Although I write a lot of posts on https://alexwlchan.net, it's not the only place I have writing. For example, I've written articles for Last Week in AWS and the Wellcome Collection development blog.
I want a page on my personal site that links to everything I've written elsewhere, so I have a complete record of everything that I've published online.
I also want a local backup of that work. I'm proud of it, and I don't want the only copy to be on a site that I don't control – I could lose access to it at any time. (For more on this, see why developers should archive their old content by Stephanie Morillo.)
I have a YAML file (elsewhere.yml
) where I create new entries for every article, talk or podcast I do:
writing:
- date: 2021-05-07
title: "What is an Edge Location in AWS? A Simple Explanation"

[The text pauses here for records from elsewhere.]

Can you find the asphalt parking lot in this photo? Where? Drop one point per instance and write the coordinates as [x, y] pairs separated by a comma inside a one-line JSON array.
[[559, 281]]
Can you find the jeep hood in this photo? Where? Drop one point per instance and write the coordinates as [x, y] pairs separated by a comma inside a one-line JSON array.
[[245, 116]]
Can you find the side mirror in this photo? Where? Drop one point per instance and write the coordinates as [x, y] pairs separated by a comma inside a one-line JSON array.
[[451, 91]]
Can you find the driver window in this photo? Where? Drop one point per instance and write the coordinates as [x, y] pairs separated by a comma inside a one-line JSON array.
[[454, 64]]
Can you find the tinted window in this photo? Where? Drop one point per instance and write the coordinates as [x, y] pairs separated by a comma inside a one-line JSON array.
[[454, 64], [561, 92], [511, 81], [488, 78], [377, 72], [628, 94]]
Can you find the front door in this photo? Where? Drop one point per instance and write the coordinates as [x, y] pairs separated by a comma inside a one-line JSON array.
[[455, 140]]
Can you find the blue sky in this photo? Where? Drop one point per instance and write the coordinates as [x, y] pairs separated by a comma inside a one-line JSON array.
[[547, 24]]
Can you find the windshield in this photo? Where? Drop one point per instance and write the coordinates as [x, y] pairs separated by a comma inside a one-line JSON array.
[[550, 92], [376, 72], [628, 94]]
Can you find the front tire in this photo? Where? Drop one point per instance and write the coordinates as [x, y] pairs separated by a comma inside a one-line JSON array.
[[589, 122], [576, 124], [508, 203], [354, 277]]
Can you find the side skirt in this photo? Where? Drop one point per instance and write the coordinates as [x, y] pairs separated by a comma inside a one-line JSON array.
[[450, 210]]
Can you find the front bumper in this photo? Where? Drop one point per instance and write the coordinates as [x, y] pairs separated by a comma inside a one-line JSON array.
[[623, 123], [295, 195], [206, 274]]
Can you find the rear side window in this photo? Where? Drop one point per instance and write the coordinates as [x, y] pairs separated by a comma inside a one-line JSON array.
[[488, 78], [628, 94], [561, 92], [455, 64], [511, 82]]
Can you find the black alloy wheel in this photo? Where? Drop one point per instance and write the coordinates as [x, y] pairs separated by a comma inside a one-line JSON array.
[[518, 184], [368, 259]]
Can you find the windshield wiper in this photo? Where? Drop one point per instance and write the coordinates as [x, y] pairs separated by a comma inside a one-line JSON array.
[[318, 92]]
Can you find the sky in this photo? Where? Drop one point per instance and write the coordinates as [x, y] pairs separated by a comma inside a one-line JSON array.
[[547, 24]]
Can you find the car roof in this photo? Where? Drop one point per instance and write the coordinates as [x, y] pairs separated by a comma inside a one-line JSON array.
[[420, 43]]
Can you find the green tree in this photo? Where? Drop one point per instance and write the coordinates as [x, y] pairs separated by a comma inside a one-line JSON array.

url: "https://www.lastweekinaws.com/blog/what-is-an-edge-location-in-aws-a-simple-explanation/"
publication: "Last Week in AWS"
- date: 2020-05-20
title: "Building Wellcome Collection's new archival storage service"

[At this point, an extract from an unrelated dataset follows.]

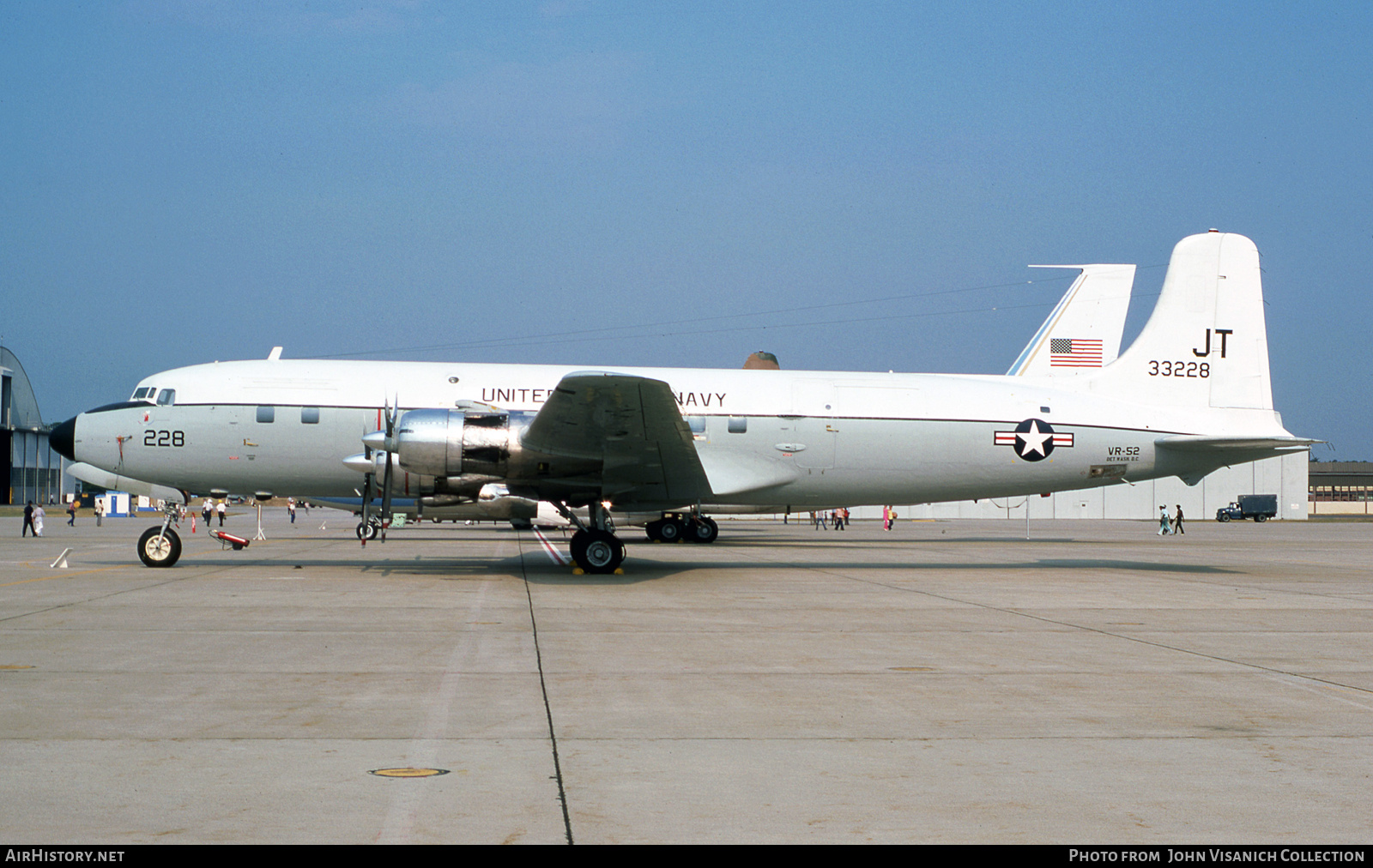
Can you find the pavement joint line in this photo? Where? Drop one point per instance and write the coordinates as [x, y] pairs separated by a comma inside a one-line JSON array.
[[542, 685]]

url: "https://stacks.wellcomecollection.org/building-wellcome-collections-new-archival-storage-service-3f68ff21927e"
publication: "Wellcome Collection development blog"
This format is deliberately lightweight: I can add new entries quickly, as soon as something is published. (If I can't do it quickly, it's easy for me to procrastinate or forget to add something.)

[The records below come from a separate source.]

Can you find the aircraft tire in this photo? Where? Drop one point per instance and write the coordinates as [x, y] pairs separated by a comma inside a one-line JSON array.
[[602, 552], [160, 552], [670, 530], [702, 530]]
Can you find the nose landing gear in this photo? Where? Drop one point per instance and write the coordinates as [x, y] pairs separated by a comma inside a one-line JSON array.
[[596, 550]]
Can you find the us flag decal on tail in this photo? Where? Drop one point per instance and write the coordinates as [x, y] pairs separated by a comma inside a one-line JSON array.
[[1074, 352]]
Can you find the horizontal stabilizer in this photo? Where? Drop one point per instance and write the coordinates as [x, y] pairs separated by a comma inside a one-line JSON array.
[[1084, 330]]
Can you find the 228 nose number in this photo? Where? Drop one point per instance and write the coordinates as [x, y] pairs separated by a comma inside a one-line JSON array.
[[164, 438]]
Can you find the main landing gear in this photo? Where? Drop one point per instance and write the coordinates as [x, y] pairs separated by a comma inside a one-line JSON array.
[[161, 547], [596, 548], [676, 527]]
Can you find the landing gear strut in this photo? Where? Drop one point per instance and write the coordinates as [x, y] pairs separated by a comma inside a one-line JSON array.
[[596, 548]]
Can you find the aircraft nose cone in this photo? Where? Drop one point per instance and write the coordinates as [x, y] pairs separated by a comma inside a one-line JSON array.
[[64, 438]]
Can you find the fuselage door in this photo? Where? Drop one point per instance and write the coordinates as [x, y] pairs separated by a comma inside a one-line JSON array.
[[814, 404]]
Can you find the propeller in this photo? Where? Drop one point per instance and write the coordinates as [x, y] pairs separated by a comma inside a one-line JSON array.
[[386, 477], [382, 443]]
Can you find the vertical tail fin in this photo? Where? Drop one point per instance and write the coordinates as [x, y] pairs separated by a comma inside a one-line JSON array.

The YAML file is in the _data
folder, which is a special folder in Jekyll.
I can load that data in a Markdown file which renders the entries as HTML.
You can see the rendered page at https://alexwlchan.net/elsewhere/
I save all my articles in two formats: a Safari webarchive and a PDF. I save them to my home computer.
I add the paths of the saved articles to the YAML file:
- date: 2021-08-13
title: "10 Free Cloud Databases You Should Consider (And 1 You Shouldn’t)"
url: "https://www.lastweekinaws.com/blog/10-free-cloud-databases-you-should-consider-and-1-you-shouldnt/"
publication: "Last Week in AWS"
archived_paths:
- "/Volumes/Media (Sapphire)/backups/alexwlchan.net/elsewhere/lastweekinaws-10-free-cloud-databases-you-should-consider-and-1-you-shouldnt/10\
\ Free Cloud Databases You Should Consider (And 1 You Shouldn\u2019t) - Last Week\
\ in AWS.webarchive"
- "/Volumes/Media (Sapphire)/backups/alexwlchan.net/elsewhere/lastweekinaws-10-free-cloud-databases-you-should-consider-and-1-you-shouldnt/10\
\ Free Cloud Databases You Should Consider (And 1 You Shouldn\u2019t) - Last Week\
\ in AWS.pdf"
As part of the site linting process, I check for the presence of archived_paths
-- if there aren't any, the site refuses to build.
This means I can't forget to save a copy of my articles.
Relevant code:
- archive_elsewhere.py goes through the list of articles, finds any that haven't been archived, and prompts me to save them.
It updates
elsewhere.yml
with the new paths. - linter.rb checks that every article has an archived copy as part of the linting checks.